Burkina Faso coup leaders ‘free President Kafando’
Burkina Faso’s interim President Michel Kafando has been freed and is in good health, the new junta leaders say.
However, Prime Minister Isaac Zida, who was also detained when the presidential guard stormed a cabinet meeting on Wednesday, remains under house arrest.
The African Union has suspended Burkina Faso and threatened sanctions unless the junta releases all interim political figures from detention.
The US and France have also condemned the coup in the former French colony.
The coup leaders have agreed to the “principle of dialogue”, as two West African leaders arrived in the country to mediate in the crisis.
At least three people have died in protests in the capital, Ouagadougou, after an ally of ex-President Blaise Compaore was named leader on Thursday.
The influential Balai Citoyen civil society group has put the number of people who have died in demonstrations against the presidential guard (RSP) , at 10.
An unknown number of protesters have also been detained.
The BBC’s Laeila Adjovi in Ouagadougou says demonstrators gathered around the airport for the arrival of a delegation from the regional body, the Economic Community of West African States (Ecowas).

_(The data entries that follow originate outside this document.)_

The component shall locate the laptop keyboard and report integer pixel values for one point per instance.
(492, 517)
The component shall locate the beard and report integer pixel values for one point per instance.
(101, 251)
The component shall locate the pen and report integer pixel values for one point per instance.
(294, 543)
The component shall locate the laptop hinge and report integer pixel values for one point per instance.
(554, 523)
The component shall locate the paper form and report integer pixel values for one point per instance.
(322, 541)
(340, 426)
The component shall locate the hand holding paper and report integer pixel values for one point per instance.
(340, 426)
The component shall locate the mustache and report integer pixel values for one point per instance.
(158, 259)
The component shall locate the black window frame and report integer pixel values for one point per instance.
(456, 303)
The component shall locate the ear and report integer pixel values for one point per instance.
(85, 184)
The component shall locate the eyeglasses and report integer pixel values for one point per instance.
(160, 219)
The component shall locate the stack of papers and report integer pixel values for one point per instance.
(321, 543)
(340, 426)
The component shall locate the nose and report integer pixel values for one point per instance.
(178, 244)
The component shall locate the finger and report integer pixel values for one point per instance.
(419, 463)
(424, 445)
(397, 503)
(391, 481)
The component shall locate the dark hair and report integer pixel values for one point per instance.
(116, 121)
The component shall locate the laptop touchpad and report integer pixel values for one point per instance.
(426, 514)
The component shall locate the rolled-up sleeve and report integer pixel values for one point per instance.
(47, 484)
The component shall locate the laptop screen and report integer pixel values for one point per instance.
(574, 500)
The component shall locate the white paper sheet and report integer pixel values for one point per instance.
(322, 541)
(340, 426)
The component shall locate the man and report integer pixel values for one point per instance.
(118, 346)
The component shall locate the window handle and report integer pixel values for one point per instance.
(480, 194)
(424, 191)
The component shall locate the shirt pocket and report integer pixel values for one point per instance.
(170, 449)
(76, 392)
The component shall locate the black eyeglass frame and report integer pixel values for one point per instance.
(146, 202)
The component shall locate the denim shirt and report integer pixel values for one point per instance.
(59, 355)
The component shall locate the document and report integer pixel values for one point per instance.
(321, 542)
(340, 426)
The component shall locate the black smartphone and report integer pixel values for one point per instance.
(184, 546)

The delegation was led by Senegal’s President Macky Sall, the current Ecowas chair, and Benin’s leader Thomas Boni Yayi.
Ahead of their arrival, the air and land borders were officially re-opened.
Security forces again fired in the air on Friday to disperse to demonstrators who burned tyres and blocked streets in the city, our reporter says.
Elections were due to be held in the West African nation on 11 October, nearly a year after a popular uprising forced Mr Compaore, the long-time ruler of the West African country, from power.
Coup leader Gen Gilbert Diendere, who was Mr Compaore’s former chief-of-staff, told reporters that Mr Kafando was now in his official residence.
He was reportedly freed on Thursday but has not yet been seen in public.
Two other minister have also been released, the coup leaders say.
The decision to free them was made “as a sign of easing tensions and in the general interest”, a statement read on national television said.
Prime Minister Zida was the army officer who took charge after Mr Compaore was ousted.
The lieutenant colonel was number two in the RSP, where he may still hold influence, which explains his continued detention, says BBC Afrique’s Lamine Konkobo.